Miss Elizabeth ducked her head to hide a smile. “A sound idea, sir.”

Bennet’s posture demonstrated all the quiet fire of Vesuvius before the eruption. His eyes bored into Colonel Forster’s, and the militia officer quailed, though he fought to hide it.

It was a mistake, for he could never hope to pass muster with men who had been officers themselves.

“You must understand that the officers in the militia are not soldiers in the same way that we are,” Forster explained, leaning back in his chair. “They are mostly second and third sons of landowners. They have been raised as gentlemen with certain social expectations, and those expectations do not disappear merely because they wear red coats.”

Fitzwilliam scoffed. “If they took the position, they are soldiers. To say otherwise is a blatant falsehood. That they are not competent might be closer to the truth.”

“You call them gentlemen?” Darcy inquired stonily, nearly before his cousin had done. “Gentlemen do not make a lady the object of their sport. They certainly do not wager upon one.
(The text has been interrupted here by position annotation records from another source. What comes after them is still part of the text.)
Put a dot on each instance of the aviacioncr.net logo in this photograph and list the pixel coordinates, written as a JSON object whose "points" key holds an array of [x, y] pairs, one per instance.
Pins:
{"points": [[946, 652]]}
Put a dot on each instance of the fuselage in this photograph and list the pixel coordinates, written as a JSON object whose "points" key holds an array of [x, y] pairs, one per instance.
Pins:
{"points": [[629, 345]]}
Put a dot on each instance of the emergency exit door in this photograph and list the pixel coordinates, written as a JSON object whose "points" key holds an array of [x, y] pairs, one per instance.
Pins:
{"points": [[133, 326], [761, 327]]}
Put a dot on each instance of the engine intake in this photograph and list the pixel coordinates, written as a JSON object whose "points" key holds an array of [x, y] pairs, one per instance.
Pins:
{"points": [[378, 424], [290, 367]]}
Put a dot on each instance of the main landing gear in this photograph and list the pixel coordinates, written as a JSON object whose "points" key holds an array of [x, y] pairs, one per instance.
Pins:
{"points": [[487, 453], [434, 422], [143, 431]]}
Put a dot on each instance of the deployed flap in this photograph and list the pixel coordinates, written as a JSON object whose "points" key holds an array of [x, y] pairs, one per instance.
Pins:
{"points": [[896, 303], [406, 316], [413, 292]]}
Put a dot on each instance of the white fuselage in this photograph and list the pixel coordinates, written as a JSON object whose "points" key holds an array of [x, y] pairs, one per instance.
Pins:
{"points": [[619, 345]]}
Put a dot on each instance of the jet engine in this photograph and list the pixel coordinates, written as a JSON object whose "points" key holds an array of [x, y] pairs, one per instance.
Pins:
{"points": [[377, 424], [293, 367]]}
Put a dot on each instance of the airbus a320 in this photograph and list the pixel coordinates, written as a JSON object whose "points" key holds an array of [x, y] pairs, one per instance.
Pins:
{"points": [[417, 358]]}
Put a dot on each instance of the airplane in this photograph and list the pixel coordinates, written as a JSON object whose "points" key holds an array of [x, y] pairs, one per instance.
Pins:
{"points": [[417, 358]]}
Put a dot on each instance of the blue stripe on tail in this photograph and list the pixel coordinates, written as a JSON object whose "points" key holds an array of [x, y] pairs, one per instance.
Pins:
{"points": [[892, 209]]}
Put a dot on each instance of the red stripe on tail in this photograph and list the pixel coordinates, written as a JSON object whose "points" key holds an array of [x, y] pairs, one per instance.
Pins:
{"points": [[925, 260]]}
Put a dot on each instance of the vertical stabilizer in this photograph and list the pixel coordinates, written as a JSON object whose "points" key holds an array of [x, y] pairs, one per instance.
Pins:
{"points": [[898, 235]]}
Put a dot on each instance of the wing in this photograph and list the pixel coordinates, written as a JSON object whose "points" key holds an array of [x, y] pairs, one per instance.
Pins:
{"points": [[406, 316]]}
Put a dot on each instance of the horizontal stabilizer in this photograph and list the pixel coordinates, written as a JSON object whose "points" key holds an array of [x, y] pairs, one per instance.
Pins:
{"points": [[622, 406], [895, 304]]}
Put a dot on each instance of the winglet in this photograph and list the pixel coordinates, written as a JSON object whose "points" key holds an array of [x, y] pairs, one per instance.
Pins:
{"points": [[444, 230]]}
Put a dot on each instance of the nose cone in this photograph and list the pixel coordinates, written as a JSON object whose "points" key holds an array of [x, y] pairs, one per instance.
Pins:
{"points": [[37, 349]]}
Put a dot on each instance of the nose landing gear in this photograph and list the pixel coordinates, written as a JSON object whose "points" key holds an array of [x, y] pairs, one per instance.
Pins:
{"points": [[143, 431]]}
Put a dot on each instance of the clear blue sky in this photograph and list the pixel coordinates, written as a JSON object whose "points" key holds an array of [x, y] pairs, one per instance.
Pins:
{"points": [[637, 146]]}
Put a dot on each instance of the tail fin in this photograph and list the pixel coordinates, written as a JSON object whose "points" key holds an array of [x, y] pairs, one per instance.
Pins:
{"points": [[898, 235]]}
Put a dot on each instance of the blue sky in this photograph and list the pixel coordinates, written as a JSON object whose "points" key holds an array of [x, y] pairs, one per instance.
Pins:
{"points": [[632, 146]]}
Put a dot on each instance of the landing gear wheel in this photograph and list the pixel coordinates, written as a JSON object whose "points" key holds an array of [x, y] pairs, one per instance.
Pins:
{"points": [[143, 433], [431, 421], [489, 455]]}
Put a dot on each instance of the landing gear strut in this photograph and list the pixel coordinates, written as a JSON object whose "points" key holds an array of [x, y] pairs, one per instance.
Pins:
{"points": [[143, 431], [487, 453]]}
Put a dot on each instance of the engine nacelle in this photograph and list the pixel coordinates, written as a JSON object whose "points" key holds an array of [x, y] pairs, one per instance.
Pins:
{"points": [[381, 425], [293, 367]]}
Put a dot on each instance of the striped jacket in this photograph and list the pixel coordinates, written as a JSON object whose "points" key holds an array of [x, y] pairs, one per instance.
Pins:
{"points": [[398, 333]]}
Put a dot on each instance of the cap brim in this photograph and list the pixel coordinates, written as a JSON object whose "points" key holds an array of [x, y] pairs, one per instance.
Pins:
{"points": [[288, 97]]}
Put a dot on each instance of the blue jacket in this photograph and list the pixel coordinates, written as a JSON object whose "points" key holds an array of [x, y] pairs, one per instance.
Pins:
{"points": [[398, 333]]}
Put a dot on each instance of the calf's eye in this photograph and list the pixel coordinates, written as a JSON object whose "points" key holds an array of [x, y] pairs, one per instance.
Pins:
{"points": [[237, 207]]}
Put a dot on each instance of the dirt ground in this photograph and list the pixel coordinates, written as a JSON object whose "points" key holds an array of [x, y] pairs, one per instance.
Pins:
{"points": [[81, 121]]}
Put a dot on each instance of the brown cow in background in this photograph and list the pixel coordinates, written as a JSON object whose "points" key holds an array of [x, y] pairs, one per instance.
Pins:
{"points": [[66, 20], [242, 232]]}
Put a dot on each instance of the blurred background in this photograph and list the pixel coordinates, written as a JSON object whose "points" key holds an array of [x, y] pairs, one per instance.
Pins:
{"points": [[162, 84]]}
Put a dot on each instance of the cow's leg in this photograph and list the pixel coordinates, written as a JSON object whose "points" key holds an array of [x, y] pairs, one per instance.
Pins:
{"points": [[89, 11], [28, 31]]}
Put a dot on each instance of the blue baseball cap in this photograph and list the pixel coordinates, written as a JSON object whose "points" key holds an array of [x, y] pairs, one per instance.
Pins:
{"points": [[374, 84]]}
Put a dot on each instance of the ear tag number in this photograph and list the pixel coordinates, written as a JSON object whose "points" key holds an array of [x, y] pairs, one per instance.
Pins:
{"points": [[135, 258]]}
Your argument does not hold in any particular.”

“It matters not,” Bennet said, his voice very low and, Darcy knew, very dangerous. “Now that I know what sort of men you have brought here among us and that your concern for their behaviour does not match our own, I shall begin by visiting the merchants. Tell your officers to be ready to settle their accounts, for few in Meryton will continue to offer credit if I instruct them that they ought to deal in coin.”

Forster’s temper flared. “Now see here, Mr. Bennet . . .”

Bennet waited. “Well? What is it you wish me to see, Colonel?”

Fitzwilliam snorted.

“You cannot go about spreading slander about my men.”